A u generator for storing a relationship of the value of the multiplicand u with respect to the value of the multiplicand A, the multiplier B, the multiplier N, and the multiplication remainder operation result S, which is calculated in advance;
The controller is
The information processing apparatus according to claim 14 or 15, wherein the value of the multiplicand u is determined by referring to the u generation unit at the time of the calculation of S = S + A × B + u × N.

A modular multiplication unit according to claim 6,
A first storage element that holds the multiplicand A and supplies the multiplicand A to the selector;
A second storage element that holds the multiplicand u and supplies it to the selector;
A third storage element that holds the multiplication residue operation result S output from the adder and supplies the multiplication residue operation result S to the adder in units of the number of bits q;
An information processing apparatus.

The information processing apparatus according to claim 17, further comprising a control unit that controls an operation of the carry save adder.

The controller is
The multiplicand A is set in the first storage element;
The multiplicand u is set in the second storage element;
The information processing apparatus according to claim 18, wherein the multiplier B and the multiplier N are supplied to the logic circuit.

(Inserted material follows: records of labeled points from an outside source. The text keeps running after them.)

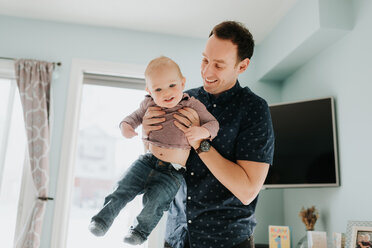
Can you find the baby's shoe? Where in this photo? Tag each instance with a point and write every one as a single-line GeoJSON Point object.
{"type": "Point", "coordinates": [134, 238]}
{"type": "Point", "coordinates": [97, 228]}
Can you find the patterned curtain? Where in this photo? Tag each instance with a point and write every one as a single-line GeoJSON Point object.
{"type": "Point", "coordinates": [33, 80]}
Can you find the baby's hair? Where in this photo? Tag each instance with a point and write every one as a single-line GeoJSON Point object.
{"type": "Point", "coordinates": [161, 63]}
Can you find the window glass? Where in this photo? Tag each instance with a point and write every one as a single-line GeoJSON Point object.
{"type": "Point", "coordinates": [12, 131]}
{"type": "Point", "coordinates": [102, 156]}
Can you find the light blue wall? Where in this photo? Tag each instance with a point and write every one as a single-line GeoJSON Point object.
{"type": "Point", "coordinates": [52, 41]}
{"type": "Point", "coordinates": [343, 70]}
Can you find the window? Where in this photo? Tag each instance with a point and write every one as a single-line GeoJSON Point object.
{"type": "Point", "coordinates": [102, 155]}
{"type": "Point", "coordinates": [12, 155]}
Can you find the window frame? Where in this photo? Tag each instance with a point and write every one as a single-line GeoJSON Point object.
{"type": "Point", "coordinates": [69, 142]}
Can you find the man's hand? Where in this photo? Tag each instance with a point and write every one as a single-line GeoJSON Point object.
{"type": "Point", "coordinates": [127, 130]}
{"type": "Point", "coordinates": [150, 119]}
{"type": "Point", "coordinates": [189, 123]}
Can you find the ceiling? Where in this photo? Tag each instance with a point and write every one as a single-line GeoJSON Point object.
{"type": "Point", "coordinates": [192, 18]}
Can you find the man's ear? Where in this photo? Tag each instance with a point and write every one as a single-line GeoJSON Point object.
{"type": "Point", "coordinates": [148, 91]}
{"type": "Point", "coordinates": [243, 65]}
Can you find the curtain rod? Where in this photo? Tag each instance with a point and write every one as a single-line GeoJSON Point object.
{"type": "Point", "coordinates": [54, 63]}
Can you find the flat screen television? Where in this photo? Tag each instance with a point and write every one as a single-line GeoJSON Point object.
{"type": "Point", "coordinates": [305, 152]}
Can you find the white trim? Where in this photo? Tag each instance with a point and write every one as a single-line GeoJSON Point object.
{"type": "Point", "coordinates": [7, 69]}
{"type": "Point", "coordinates": [6, 128]}
{"type": "Point", "coordinates": [66, 165]}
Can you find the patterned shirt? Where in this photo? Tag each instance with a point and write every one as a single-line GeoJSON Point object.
{"type": "Point", "coordinates": [204, 211]}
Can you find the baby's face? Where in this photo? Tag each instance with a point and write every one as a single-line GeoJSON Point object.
{"type": "Point", "coordinates": [166, 87]}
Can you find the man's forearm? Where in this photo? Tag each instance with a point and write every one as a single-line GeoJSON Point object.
{"type": "Point", "coordinates": [232, 176]}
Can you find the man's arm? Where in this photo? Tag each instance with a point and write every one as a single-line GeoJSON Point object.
{"type": "Point", "coordinates": [244, 178]}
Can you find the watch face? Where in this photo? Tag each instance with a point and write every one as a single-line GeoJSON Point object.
{"type": "Point", "coordinates": [205, 146]}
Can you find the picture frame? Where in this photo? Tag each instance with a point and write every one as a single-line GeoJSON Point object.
{"type": "Point", "coordinates": [355, 228]}
{"type": "Point", "coordinates": [279, 237]}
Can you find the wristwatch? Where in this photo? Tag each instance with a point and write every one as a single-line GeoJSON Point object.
{"type": "Point", "coordinates": [204, 147]}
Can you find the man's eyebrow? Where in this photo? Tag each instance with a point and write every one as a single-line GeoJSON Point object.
{"type": "Point", "coordinates": [216, 60]}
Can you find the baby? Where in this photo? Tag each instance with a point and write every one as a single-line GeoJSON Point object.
{"type": "Point", "coordinates": [157, 174]}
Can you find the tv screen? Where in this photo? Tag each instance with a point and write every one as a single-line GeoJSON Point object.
{"type": "Point", "coordinates": [305, 152]}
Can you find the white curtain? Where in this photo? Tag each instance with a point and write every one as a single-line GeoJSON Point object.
{"type": "Point", "coordinates": [33, 80]}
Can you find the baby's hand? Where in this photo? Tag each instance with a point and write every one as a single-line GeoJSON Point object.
{"type": "Point", "coordinates": [196, 133]}
{"type": "Point", "coordinates": [127, 130]}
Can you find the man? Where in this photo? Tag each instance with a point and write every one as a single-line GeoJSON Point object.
{"type": "Point", "coordinates": [216, 205]}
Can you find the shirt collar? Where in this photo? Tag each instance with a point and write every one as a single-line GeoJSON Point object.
{"type": "Point", "coordinates": [224, 96]}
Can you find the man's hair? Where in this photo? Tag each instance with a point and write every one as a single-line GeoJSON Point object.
{"type": "Point", "coordinates": [238, 34]}
{"type": "Point", "coordinates": [161, 63]}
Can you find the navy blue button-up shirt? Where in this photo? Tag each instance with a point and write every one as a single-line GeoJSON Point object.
{"type": "Point", "coordinates": [204, 211]}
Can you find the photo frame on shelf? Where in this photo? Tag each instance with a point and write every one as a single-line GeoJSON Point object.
{"type": "Point", "coordinates": [279, 237]}
{"type": "Point", "coordinates": [317, 239]}
{"type": "Point", "coordinates": [356, 229]}
{"type": "Point", "coordinates": [338, 240]}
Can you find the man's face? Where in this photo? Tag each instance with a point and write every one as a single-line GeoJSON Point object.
{"type": "Point", "coordinates": [219, 68]}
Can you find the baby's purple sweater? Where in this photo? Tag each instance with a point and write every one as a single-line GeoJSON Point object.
{"type": "Point", "coordinates": [170, 136]}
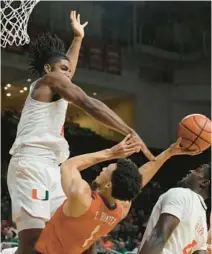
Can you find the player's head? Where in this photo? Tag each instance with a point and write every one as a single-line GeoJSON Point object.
{"type": "Point", "coordinates": [198, 180]}
{"type": "Point", "coordinates": [47, 54]}
{"type": "Point", "coordinates": [120, 180]}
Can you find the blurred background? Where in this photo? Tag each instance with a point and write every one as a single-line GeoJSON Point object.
{"type": "Point", "coordinates": [148, 61]}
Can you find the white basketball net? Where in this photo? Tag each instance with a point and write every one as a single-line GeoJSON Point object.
{"type": "Point", "coordinates": [14, 19]}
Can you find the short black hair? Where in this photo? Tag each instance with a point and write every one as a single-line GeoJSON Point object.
{"type": "Point", "coordinates": [126, 180]}
{"type": "Point", "coordinates": [46, 49]}
{"type": "Point", "coordinates": [207, 175]}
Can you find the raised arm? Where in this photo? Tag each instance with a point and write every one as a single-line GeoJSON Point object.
{"type": "Point", "coordinates": [60, 84]}
{"type": "Point", "coordinates": [160, 234]}
{"type": "Point", "coordinates": [73, 51]}
{"type": "Point", "coordinates": [149, 169]}
{"type": "Point", "coordinates": [76, 189]}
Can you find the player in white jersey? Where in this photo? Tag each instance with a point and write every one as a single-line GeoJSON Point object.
{"type": "Point", "coordinates": [209, 242]}
{"type": "Point", "coordinates": [34, 174]}
{"type": "Point", "coordinates": [177, 224]}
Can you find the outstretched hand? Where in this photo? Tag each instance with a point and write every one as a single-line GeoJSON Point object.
{"type": "Point", "coordinates": [77, 27]}
{"type": "Point", "coordinates": [143, 148]}
{"type": "Point", "coordinates": [125, 148]}
{"type": "Point", "coordinates": [177, 149]}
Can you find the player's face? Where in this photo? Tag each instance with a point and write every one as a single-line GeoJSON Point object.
{"type": "Point", "coordinates": [193, 178]}
{"type": "Point", "coordinates": [62, 66]}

A u generator for storing a relationship of the value of the multiplicand u with respect to the value of the multiplicand A, the multiplier B, the multiplier N, and the multiplication remainder operation result S, which is calculated in advance;
The controller is
The information processing apparatus according to claim 18 or 19, wherein the value of the multiplicand u is determined by referring to the u generation unit at the time of the calculation of S = S + A x B + u x N.

21. The information processing apparatus according to claim 13, wherein the number of bits q is two.

21. The information processing apparatus according to claim 13, wherein the number of bits q is four.